What I mean when I say that "safe code cannot cause UB" is that if there's UB, you can always attribute it to an incorrect unsafe block.

I know that you sometimes end up in a situation where the unsafe block looks like this:

let x = library::foo();
// SAFETY: Library is implemented correctly.
unsafe { ub_if_library_is_incorrect(x) };

If that safety comment turns out to be wrong, well shucks. The author of that unsafe block took a risk, and it didn't work out. So this is a scenario where:

  1. There is UB.
  2. The fix is to change the safe code, and not the unsafe block.

Given this, was the unsafe block wrong? Well, there is certainly one way in which it's wrong: It had a safety comment saying "library is implemented correctly" and, well, it wasn't implemented correctly, so it had an incorrect safety comment. That makes the unsafe block wrong.

Of course, there's also another way in which it's not wrong: When we fixed the bug, the unsafe code did not change. If it did not change and is now correct, it must have been correct all along?

So given that, I agree the situation is not 100% clear.

However, here's what I think is the right way to look at it: UB is often caused by several things going wrong at the same time. After all, we could fix the UB by changing the unsafe block too! Delete the unsafe { ub_if_library_is_incorrect(x) } line of code, and voilà, no UB. So I guess the UB was caused by that unsafe block after all!? Sure, the bug in library remains, but the UB is gone.


Enough about UB, let's talk about vulnerabilities.

CVE-2024-27308 is an interesting example. Mio documents a guarantee in its docs, and Tokio relied on it in unsafe code. It turns out that the windows implementation violated this contract in some circumstances.

At the time, it was actually argued to me that the CVE should be filed under Tokio because in mio it's just a bug, and it's Tokio that actually triggered UB as a result. However, my take is that this is Rust idealism. There is no other programming language where you would come to the conclusion that the CVE should be filed under Tokio. This conclusion stems purely from the concept of "unsafe" and how closely it's tied with UB in our community. Filing it under mio makes much more sense because, for instance, in a CVE you list which versions are affected and also the version in which the bug was fixed. Those questions cannot be answered if it's filed under Tokio because the fix was to change mio.
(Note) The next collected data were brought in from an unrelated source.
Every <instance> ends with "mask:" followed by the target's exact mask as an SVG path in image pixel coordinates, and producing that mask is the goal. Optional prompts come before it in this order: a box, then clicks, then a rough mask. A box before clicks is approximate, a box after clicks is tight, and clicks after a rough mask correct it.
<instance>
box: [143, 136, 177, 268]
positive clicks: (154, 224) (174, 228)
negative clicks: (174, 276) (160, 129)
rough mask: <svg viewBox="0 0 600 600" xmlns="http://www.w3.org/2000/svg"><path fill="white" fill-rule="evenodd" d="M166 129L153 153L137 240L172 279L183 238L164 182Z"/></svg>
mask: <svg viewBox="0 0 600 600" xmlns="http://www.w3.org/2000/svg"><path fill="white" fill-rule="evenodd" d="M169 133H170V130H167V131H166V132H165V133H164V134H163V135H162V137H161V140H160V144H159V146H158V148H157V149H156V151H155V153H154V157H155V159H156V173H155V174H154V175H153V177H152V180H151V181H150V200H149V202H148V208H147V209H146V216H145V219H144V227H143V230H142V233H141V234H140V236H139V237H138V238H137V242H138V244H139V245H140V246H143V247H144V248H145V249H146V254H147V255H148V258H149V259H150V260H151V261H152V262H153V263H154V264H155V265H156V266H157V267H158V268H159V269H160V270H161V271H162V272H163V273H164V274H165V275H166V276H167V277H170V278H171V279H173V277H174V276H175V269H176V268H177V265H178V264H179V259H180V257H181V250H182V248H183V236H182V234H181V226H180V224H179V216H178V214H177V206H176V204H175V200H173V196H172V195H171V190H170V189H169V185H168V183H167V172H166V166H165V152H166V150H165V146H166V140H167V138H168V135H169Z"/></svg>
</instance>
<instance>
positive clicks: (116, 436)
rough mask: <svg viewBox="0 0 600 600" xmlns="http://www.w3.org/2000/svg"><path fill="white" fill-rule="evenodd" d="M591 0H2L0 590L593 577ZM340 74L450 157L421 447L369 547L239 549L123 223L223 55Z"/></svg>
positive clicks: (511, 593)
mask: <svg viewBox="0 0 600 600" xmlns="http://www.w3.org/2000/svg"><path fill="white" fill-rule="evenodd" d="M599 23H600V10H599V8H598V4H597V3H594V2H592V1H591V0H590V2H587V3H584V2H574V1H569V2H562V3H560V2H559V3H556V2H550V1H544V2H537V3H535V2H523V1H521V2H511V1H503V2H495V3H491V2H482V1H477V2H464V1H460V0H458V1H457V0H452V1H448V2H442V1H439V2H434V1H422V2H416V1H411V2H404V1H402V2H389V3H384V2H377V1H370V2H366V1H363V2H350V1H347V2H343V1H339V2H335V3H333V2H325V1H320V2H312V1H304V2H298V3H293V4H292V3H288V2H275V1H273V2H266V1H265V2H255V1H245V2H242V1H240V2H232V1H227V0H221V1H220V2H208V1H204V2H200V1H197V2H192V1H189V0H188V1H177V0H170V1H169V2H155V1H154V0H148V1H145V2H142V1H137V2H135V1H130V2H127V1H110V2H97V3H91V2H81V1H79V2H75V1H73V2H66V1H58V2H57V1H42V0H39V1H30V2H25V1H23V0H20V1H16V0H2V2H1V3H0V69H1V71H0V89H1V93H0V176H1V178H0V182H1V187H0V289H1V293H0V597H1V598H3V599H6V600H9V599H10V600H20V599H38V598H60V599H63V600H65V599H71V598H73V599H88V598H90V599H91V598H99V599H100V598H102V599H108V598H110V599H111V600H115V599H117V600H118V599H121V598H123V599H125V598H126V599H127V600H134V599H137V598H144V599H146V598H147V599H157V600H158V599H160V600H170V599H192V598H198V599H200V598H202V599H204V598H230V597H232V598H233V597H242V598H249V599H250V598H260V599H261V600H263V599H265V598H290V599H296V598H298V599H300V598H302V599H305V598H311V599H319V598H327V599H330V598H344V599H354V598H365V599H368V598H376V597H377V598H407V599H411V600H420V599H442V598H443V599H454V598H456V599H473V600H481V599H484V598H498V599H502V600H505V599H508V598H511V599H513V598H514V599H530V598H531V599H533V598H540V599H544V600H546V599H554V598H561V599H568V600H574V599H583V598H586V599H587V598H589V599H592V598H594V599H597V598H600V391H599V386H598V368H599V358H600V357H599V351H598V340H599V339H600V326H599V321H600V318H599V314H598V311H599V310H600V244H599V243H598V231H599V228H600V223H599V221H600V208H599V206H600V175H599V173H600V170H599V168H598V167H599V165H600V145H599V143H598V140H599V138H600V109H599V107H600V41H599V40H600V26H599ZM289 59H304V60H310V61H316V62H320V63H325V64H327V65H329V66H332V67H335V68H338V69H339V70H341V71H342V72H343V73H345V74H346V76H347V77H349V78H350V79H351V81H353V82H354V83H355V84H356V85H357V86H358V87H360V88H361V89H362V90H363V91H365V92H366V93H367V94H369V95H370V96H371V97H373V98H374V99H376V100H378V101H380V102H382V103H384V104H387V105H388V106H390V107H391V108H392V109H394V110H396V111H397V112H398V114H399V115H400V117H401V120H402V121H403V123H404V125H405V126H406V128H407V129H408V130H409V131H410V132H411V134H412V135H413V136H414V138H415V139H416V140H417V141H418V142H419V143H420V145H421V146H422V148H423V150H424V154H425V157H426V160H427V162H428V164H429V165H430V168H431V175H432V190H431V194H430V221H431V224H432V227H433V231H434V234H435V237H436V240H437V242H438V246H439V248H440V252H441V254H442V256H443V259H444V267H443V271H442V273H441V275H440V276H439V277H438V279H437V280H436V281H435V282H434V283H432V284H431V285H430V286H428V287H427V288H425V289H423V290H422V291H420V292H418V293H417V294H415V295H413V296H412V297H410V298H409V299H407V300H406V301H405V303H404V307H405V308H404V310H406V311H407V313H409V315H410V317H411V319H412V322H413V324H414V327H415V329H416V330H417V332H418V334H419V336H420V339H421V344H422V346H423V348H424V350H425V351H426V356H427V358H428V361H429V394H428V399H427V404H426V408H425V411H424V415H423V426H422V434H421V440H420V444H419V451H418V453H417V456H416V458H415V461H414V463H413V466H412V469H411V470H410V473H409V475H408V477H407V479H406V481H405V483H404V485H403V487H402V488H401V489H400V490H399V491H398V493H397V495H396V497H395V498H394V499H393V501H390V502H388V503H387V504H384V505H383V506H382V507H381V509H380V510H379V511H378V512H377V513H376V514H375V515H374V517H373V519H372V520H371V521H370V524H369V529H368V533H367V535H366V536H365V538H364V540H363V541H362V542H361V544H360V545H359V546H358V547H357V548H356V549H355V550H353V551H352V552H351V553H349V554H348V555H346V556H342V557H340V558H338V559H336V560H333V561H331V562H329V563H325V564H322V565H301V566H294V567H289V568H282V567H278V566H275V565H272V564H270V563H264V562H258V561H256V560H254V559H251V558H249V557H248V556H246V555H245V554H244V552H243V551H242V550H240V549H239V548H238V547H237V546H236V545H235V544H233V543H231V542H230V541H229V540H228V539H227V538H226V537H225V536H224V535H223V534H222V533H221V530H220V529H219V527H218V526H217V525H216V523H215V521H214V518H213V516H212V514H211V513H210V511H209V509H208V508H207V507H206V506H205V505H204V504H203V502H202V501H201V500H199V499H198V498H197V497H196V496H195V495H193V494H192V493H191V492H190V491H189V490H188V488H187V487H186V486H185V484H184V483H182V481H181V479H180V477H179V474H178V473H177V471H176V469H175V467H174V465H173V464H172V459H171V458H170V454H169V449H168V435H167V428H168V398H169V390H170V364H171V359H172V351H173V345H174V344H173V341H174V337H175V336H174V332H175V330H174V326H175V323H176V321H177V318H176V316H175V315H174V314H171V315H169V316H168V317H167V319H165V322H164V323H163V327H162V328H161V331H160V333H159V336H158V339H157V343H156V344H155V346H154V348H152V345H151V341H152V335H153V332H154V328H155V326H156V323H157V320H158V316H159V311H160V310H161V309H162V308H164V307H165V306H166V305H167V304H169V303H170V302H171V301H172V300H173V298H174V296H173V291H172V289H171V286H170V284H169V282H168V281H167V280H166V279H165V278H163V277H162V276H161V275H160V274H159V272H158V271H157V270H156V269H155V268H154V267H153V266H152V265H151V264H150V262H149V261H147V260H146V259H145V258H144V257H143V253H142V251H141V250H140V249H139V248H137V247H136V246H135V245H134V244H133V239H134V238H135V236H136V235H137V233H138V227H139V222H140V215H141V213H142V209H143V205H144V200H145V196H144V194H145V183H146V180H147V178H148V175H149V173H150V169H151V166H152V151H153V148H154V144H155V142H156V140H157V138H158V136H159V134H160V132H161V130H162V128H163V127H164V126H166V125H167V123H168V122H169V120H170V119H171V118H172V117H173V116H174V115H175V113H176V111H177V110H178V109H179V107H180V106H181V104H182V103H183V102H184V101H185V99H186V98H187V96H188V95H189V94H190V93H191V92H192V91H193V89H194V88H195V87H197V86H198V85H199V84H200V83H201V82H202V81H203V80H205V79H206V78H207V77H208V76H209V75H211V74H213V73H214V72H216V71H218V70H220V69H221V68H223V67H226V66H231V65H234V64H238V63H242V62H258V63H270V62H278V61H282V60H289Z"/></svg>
So did mio cause this CVE or did Tokio cause it? Well, on one hand the bug is in mio and the fix was to change mio, so it seems clear that mio is the cause. However, it's not quite that clear. As the CVE says, versions of Tokio prior to v1.30.0 were not actually vulnerable because prior to v1.30.0, Tokio would use the mio token as a key into a map, rather than cast it to/from a pointer. If we had never made this change in Tokio, then I do not think this mio bug would have been filed as a CVE. It would just have been a bug. So while the unsafe code in Tokio did not cause the bug in mio, it did cause the CVE.


Given an instance of UB, the list of causes that came together to trigger UB may include some causes that are entirely safe code. However, if so, then that cannot be the only cause, and one of the other causes will involve unsafe code.

I do not think wording this as "safe code cannot cause UB" is unreasonable.

3 Likes

I’d say that there is a narrow, pedantic sense in which the unsafe code should change, when viewed at package granularity: its dependency on the library with the bug should be changed to require the fixed version as the minimum version.